I tried not to see her for a while, I was angry. I went to the library to get a Greek grammar, but there was only one, and the whole Cerullo family had borrowed it in turn. Maybe I should erase Lila from myself like a drawing from the blackboard, I thought, for, I think, the first time. I felt fragile, exposed, I couldn’t spend my time following her or discovering that she was following me, either way feeling diminished. I immediately went to find her. I let her teach me how to do the quadrille. I let her show me how many Italian words she could write in the Greek alphabet. She wanted me to learn the alphabet before I went to school, and she forced me to write and read it. I got even more pimples. I went to the dances at Gigliola’s with a permanent sense of inadequacy and shame.
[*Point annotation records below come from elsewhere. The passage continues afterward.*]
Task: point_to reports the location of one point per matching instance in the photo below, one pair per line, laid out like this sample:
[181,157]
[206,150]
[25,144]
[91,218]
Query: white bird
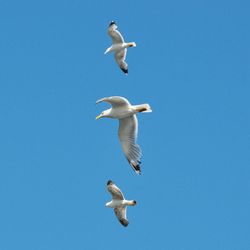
[128,126]
[119,203]
[119,47]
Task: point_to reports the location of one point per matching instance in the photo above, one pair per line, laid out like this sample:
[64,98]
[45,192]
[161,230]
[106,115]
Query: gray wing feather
[120,57]
[128,128]
[115,34]
[115,192]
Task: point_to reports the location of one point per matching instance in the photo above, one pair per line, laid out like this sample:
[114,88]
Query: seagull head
[104,113]
[112,22]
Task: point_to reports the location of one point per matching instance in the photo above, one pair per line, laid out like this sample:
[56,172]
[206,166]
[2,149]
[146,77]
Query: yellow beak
[98,117]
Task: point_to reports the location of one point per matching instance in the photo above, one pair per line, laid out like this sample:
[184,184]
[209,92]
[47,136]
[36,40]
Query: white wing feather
[128,129]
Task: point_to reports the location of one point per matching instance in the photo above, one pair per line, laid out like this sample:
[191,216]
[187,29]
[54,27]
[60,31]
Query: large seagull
[128,126]
[119,47]
[119,203]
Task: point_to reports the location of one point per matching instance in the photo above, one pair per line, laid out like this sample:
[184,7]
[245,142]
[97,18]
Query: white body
[128,126]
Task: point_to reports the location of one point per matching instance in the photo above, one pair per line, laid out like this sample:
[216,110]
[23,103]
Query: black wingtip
[124,222]
[112,22]
[125,71]
[136,168]
[109,182]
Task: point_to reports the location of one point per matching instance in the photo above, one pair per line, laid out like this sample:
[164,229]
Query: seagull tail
[132,44]
[143,108]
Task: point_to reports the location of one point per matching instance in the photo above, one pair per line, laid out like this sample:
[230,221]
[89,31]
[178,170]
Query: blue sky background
[191,64]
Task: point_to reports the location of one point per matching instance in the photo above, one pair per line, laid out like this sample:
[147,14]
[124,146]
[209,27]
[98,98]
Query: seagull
[128,126]
[119,203]
[118,46]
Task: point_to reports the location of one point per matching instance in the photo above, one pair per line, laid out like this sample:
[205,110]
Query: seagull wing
[115,34]
[120,213]
[114,191]
[115,101]
[128,129]
[120,57]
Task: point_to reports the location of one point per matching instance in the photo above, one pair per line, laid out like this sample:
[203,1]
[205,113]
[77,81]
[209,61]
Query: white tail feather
[143,108]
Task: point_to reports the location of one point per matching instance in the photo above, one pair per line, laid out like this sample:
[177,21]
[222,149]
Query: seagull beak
[98,117]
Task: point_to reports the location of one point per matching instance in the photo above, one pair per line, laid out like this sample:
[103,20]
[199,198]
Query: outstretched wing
[114,191]
[128,129]
[120,213]
[115,34]
[115,101]
[120,57]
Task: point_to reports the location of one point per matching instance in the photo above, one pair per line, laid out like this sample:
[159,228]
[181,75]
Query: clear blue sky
[191,64]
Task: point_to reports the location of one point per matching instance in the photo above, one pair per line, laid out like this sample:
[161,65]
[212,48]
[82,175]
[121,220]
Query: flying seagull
[119,203]
[119,46]
[128,126]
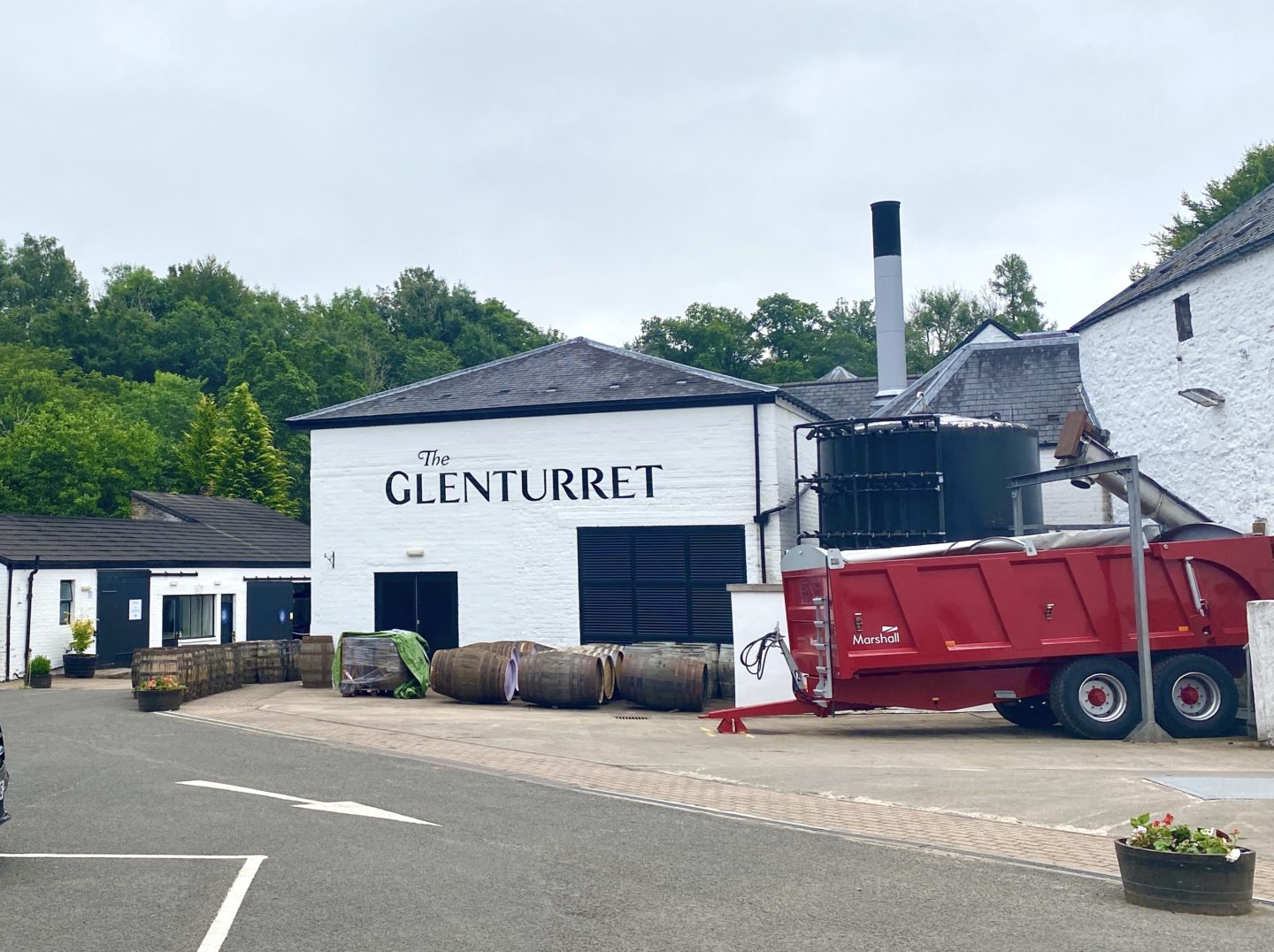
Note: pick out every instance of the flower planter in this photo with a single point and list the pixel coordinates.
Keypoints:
(1184, 882)
(80, 665)
(150, 701)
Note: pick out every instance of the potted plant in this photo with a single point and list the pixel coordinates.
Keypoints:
(75, 662)
(40, 672)
(159, 694)
(1172, 865)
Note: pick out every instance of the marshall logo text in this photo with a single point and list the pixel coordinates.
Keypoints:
(443, 486)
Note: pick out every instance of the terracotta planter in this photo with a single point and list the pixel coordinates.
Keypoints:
(150, 701)
(1184, 882)
(80, 665)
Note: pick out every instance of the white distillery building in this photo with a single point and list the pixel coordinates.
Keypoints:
(184, 570)
(579, 492)
(1180, 367)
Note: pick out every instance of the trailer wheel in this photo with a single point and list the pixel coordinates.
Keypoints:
(1096, 697)
(1194, 696)
(1033, 712)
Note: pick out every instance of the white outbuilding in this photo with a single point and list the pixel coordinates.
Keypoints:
(1180, 367)
(184, 570)
(573, 494)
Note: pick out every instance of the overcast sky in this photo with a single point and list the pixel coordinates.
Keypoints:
(595, 164)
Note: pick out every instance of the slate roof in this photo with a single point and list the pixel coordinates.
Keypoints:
(211, 532)
(570, 376)
(1245, 229)
(837, 399)
(1033, 381)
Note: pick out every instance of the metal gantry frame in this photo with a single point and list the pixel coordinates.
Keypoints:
(1148, 731)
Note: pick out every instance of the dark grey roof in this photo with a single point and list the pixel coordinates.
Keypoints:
(570, 376)
(1033, 381)
(211, 532)
(837, 399)
(1242, 231)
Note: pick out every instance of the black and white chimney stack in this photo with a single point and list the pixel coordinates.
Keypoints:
(891, 330)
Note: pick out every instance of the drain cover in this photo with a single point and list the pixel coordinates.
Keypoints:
(1222, 787)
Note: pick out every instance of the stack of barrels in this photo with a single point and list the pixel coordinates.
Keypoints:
(209, 669)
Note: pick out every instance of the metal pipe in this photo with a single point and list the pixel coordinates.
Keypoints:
(756, 465)
(8, 622)
(31, 589)
(1155, 503)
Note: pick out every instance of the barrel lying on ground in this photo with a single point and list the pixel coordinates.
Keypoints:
(564, 679)
(474, 673)
(664, 682)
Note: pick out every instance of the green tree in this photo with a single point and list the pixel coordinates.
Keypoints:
(196, 453)
(938, 320)
(43, 298)
(707, 336)
(75, 462)
(1017, 303)
(1219, 197)
(246, 464)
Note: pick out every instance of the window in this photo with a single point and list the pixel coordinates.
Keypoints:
(1185, 329)
(657, 582)
(65, 601)
(188, 617)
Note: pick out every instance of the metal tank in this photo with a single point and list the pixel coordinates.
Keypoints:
(920, 480)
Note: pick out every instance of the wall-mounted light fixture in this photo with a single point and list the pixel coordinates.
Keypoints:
(1203, 396)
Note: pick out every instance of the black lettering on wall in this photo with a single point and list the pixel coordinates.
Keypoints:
(591, 477)
(484, 488)
(562, 480)
(388, 488)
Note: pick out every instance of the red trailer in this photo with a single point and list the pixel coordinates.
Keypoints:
(1046, 635)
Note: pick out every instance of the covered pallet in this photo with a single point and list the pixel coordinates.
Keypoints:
(384, 662)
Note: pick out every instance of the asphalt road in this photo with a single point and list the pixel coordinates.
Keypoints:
(511, 864)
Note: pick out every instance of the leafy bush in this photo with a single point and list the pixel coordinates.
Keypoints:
(1167, 836)
(161, 683)
(83, 631)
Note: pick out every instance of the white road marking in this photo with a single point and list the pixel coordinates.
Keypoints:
(348, 807)
(220, 926)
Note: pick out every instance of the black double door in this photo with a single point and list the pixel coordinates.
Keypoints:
(269, 610)
(122, 616)
(422, 602)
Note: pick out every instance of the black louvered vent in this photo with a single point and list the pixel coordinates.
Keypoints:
(657, 582)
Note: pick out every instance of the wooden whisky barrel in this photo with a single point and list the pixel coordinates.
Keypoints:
(315, 660)
(472, 673)
(665, 682)
(564, 679)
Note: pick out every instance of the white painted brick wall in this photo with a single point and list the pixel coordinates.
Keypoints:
(516, 561)
(1132, 366)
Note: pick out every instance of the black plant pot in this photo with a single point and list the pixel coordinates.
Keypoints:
(80, 665)
(150, 701)
(1184, 882)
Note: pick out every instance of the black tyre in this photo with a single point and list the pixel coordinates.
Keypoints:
(1033, 712)
(1096, 697)
(1194, 696)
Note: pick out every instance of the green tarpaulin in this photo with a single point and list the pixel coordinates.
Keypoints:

I hoped that it would pass, but inadequacy and shame intensified. Once Lila danced a waltz with her brother. They danced so well together that we left them the whole space. I was spellbound. They were beautiful, they were perfect together. As I watched, I understood conclusively that soon she would lose completely her air of a child-old woman, the way a well-known musical theme is lost when it’s adapted too fancifully. She had become shapely. Her high forehead, her large eyes that could suddenly narrow, her small nose, her cheekbones, her lips, her ears were looking for a new orchestration and seemed close to finding it. When she combed her hair in a ponytail, her long neck was revealed with a touching clarity. Her chest had small graceful breasts that were more and more visible. Her back made a deep curve before landing at the increasingly taut arc of her behind. Her ankles were still too thin, the ankles of a child; but how long before they adapted to her now feminine figure? I realized that the males, watching as she danced with Rino, were seeing more than I was. Pasquale above all, but also Antonio, also Enzo. They kept their eyes on her as if we others had disappeared. And yet I had bigger breasts. And yet Gigliola was a dazzling blonde, with regular features and nice legs. And yet Carmela had beautiful eyes and, especially, provocative movements. But there was nothing to be done: something had begun to emanate from Lila’s mobile body that the males sensed, an energy that dazed them, like the swelling sound of beauty arriving. The music had to stop before they returned to themselves, with uncertain smiles and extravagant applause.
16
Lila was malicious: this, in some secret place in myself, I still thought. She had shown me not only that she knew how to wound with words but that she would kill without hesitation, and yet those capacities now seemed to me of little importance. I said to myself: she will release something more vicious, and I resorted to the word “evil”, an exaggerated word that came to me from childhood tales. But if it was a childish self that unleashed these thoughts in me, they had a foundation of truth. And in fact, it slowly became clear not only to me, who had been observing her since elementary school, but to everyone, that an essence not only seductive but dangerous emanated from Lila.